One path of engagement is for the European Union to work with Russia on energy in much the same way the EU engages other perceived monopolistic entities, Microsoft being a landmark example. European competition policy, which has successfully engaged companies both inside and outside the EU, could also help turn Gazprom into a reasonable competitor. One must ask how it is that Apple’s iPod and iTunes are challenged by EU regulators yet Gazprom is not?
In such a policy approach, the EU should consider breaking Gazprom’s monopoly on pipeline infrastructure as well as licensing independent gas producers. Independent producers already account for 20 percent of domestic gas sales in Russia and are boosting their output. Further gains would require market incentives. Europe can help by explicitly linking its acceptance of Russia’s WTO membership to Russia’s ratification of the Energy Charter and its attendant Transit Protocol, which would guarantee access to Russian pipelines for Gazprom’s competitors.
In this way, Europeans would shore the risks of any possible energy blockade equally among themselves, rather than allowing separate deals that leave others vulnerable to energy blackmail. Such a policy would need to incorporate a consensus that no country could reach a deal with Gazprom that undercuts EU plans to help construct pipelines from Central Asia that bypass Russia.

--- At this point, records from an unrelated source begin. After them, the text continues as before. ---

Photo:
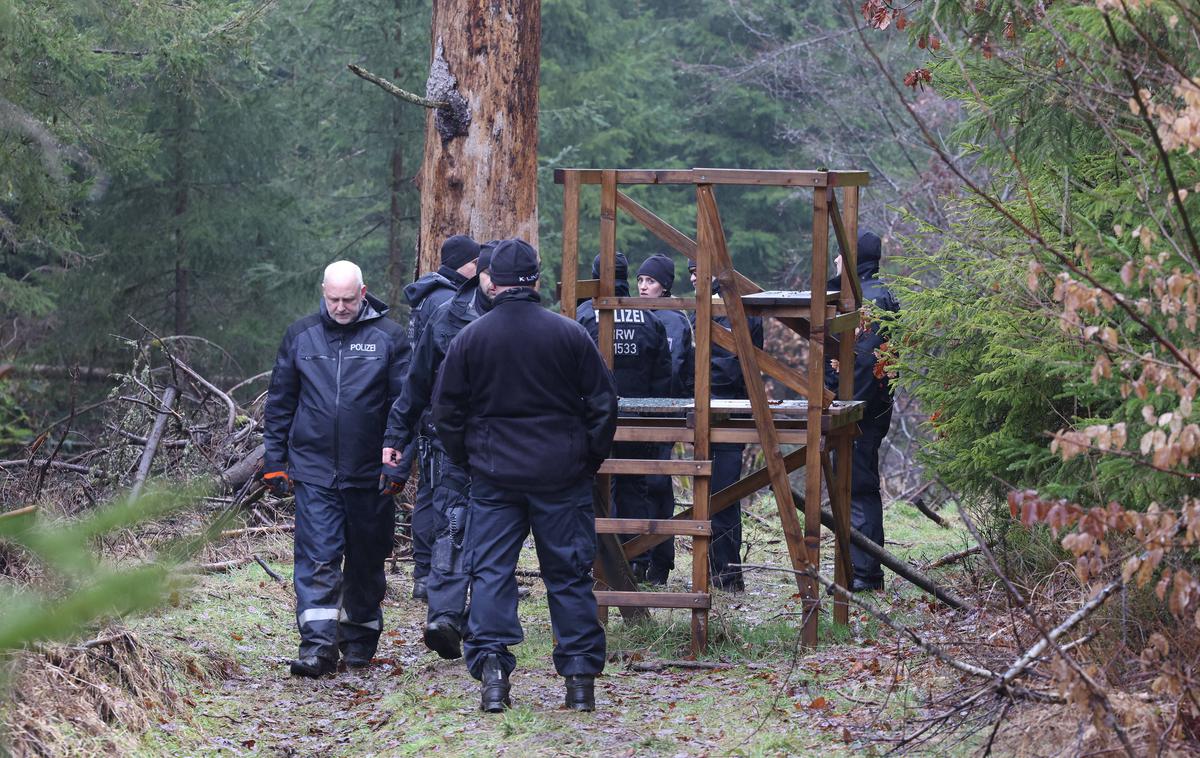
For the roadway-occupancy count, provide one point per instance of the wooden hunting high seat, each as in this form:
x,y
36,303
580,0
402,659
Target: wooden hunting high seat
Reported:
x,y
817,423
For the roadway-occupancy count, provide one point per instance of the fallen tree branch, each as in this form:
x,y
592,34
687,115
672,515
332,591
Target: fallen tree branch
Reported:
x,y
268,569
898,566
54,464
658,666
391,89
952,558
247,530
160,426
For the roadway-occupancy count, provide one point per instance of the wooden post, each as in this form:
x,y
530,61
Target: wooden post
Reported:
x,y
701,446
798,549
570,244
816,387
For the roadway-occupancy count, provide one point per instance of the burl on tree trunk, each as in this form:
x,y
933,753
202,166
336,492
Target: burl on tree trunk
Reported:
x,y
479,174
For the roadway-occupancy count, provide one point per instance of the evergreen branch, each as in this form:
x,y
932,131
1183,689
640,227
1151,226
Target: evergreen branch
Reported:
x,y
388,86
1144,112
1035,236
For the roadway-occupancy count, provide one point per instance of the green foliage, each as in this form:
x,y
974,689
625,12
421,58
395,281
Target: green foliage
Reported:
x,y
89,590
1006,355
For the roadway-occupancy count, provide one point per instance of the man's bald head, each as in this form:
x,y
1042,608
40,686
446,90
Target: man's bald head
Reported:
x,y
343,290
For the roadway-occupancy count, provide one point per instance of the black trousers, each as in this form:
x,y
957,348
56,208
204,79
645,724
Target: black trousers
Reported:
x,y
865,501
343,536
661,494
563,525
425,522
726,546
449,578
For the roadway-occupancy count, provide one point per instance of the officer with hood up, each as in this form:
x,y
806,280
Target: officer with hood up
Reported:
x,y
336,374
726,383
642,368
448,582
874,387
655,277
426,295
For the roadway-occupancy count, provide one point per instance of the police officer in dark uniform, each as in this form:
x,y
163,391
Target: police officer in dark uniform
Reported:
x,y
336,374
426,295
655,277
525,402
642,368
726,383
448,581
874,387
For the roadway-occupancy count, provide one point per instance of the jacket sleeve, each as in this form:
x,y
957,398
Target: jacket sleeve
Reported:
x,y
451,401
414,396
282,396
660,373
599,392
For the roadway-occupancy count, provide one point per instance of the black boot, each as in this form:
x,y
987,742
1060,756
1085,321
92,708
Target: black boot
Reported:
x,y
444,638
312,666
493,692
581,692
419,589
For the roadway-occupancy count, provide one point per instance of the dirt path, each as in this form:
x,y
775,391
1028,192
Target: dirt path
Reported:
x,y
769,697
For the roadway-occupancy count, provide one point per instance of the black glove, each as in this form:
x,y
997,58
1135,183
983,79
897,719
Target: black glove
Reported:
x,y
391,480
276,481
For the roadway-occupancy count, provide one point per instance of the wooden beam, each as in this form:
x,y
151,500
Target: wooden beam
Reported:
x,y
654,465
654,600
725,498
688,528
569,288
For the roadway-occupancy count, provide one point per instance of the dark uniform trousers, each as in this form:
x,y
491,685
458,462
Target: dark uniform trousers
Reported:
x,y
343,536
865,501
726,524
424,519
563,524
449,579
661,495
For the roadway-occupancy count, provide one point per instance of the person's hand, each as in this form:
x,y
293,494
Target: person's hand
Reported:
x,y
276,481
391,480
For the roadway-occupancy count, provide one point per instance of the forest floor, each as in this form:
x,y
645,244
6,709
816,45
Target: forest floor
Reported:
x,y
859,691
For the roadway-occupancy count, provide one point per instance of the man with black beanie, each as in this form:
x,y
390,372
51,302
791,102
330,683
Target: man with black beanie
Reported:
x,y
526,403
655,277
448,581
874,387
642,368
726,383
426,295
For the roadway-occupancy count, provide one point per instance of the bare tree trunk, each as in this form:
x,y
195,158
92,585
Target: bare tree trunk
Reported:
x,y
181,199
395,254
479,175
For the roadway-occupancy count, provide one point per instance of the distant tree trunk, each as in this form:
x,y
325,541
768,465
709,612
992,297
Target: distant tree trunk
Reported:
x,y
183,110
479,174
396,257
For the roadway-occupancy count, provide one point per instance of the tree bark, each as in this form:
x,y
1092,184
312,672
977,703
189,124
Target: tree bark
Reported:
x,y
479,174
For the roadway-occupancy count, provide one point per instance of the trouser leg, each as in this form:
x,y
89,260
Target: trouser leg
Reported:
x,y
499,524
630,495
317,578
867,503
726,546
449,578
369,524
564,533
661,494
424,516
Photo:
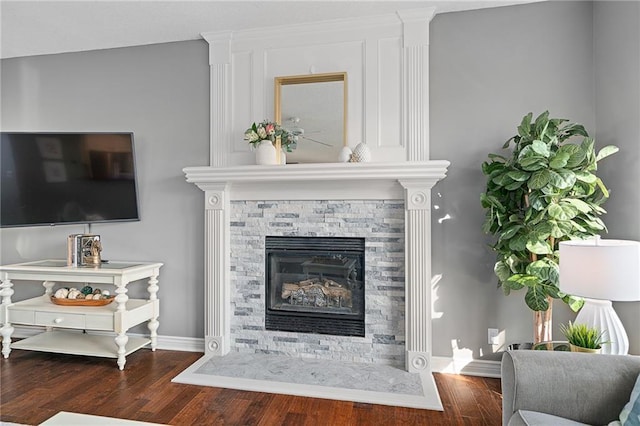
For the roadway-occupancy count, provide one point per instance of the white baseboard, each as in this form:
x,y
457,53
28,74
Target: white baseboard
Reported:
x,y
466,366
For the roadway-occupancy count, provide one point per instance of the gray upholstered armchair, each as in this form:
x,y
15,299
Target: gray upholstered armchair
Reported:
x,y
562,388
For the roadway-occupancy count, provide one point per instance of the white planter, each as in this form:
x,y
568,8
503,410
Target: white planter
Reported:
x,y
266,154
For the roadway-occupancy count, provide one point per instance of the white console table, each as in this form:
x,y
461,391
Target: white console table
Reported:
x,y
66,326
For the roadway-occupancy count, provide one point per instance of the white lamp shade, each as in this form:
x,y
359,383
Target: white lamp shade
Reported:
x,y
601,269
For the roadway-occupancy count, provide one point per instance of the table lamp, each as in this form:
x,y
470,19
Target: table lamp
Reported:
x,y
602,271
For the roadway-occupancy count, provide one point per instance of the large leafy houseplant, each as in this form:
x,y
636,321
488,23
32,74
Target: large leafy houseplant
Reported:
x,y
544,192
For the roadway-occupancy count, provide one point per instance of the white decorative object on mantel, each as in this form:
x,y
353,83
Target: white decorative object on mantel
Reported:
x,y
411,181
345,154
266,154
361,154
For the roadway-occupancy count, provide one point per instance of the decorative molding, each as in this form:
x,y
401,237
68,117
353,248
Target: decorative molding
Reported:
x,y
216,276
415,25
428,171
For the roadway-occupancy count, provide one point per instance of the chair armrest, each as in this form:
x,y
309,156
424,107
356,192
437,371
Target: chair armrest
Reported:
x,y
588,388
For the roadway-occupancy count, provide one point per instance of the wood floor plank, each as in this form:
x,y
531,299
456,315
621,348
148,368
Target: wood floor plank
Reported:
x,y
34,386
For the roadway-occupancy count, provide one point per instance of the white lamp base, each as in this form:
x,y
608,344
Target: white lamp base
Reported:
x,y
600,314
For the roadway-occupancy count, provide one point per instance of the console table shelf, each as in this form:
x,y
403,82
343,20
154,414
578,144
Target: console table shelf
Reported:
x,y
66,326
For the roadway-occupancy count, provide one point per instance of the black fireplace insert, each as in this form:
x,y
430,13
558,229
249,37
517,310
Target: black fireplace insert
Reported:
x,y
315,285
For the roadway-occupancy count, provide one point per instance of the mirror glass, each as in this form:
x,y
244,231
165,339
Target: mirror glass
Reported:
x,y
313,108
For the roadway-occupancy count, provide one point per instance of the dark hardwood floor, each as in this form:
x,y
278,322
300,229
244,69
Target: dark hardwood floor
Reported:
x,y
35,386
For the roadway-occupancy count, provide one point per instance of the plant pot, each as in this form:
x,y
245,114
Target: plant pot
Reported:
x,y
266,154
575,348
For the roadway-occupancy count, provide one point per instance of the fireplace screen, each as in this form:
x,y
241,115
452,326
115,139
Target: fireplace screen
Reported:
x,y
315,285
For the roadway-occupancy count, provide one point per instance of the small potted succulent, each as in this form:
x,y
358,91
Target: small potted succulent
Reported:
x,y
583,338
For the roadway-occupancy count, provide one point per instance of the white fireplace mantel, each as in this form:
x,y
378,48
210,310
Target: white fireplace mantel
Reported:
x,y
411,181
320,181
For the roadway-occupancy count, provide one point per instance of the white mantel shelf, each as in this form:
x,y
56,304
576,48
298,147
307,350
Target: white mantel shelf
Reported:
x,y
318,180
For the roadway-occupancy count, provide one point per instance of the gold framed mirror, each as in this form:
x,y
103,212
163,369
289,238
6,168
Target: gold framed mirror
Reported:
x,y
314,109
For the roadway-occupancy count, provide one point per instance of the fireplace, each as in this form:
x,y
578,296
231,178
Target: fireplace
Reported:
x,y
315,285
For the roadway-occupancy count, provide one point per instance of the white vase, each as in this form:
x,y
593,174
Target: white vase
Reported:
x,y
266,154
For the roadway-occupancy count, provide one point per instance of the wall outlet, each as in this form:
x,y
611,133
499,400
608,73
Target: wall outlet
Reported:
x,y
492,335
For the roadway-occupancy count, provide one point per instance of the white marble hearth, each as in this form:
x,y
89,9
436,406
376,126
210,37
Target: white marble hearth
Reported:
x,y
316,378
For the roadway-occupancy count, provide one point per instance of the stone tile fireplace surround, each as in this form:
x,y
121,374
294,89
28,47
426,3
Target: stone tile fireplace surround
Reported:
x,y
386,203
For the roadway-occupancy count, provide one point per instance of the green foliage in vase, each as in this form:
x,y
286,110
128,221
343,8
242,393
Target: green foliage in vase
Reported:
x,y
583,336
544,192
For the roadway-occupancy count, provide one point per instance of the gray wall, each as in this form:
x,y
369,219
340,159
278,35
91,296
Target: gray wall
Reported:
x,y
488,69
617,65
161,93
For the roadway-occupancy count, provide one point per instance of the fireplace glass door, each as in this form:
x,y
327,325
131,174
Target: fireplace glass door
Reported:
x,y
315,285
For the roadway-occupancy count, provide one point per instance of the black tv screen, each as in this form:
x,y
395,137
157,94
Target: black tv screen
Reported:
x,y
67,178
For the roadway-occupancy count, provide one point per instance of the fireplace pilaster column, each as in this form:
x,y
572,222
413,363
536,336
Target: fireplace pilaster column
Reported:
x,y
220,104
217,315
418,274
415,54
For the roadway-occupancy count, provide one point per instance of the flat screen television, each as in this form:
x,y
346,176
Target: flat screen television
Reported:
x,y
67,178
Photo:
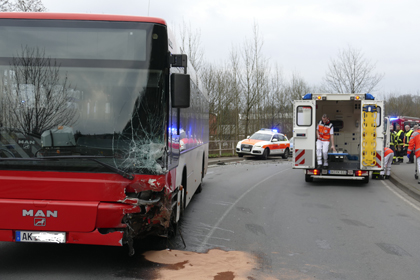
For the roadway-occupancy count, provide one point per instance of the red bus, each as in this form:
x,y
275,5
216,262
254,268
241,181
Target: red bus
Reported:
x,y
91,113
403,121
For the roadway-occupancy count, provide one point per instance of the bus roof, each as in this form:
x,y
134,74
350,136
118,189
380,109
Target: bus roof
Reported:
x,y
94,17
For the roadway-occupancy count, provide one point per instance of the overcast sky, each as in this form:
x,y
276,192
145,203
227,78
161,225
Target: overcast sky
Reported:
x,y
300,36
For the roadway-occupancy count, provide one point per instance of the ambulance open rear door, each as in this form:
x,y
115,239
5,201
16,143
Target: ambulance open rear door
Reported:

The EU’s collective engagement would be a model for the developing democracies on its borders, including Ukraine, and provide constructive model for Russian commercial behavior.
Russia should be welcomed in institutions and agreements that foster cooperation. But Russia’s reform will be impeded, not helped, if the West turns a blind eye to its expansionist pretensions – be they economic or political. The independence of the republics that broke away from the Soviet Union, including Ukraine, must not be tacitly downgraded by the West’s acquiescence to Russia’s desire for hegemony.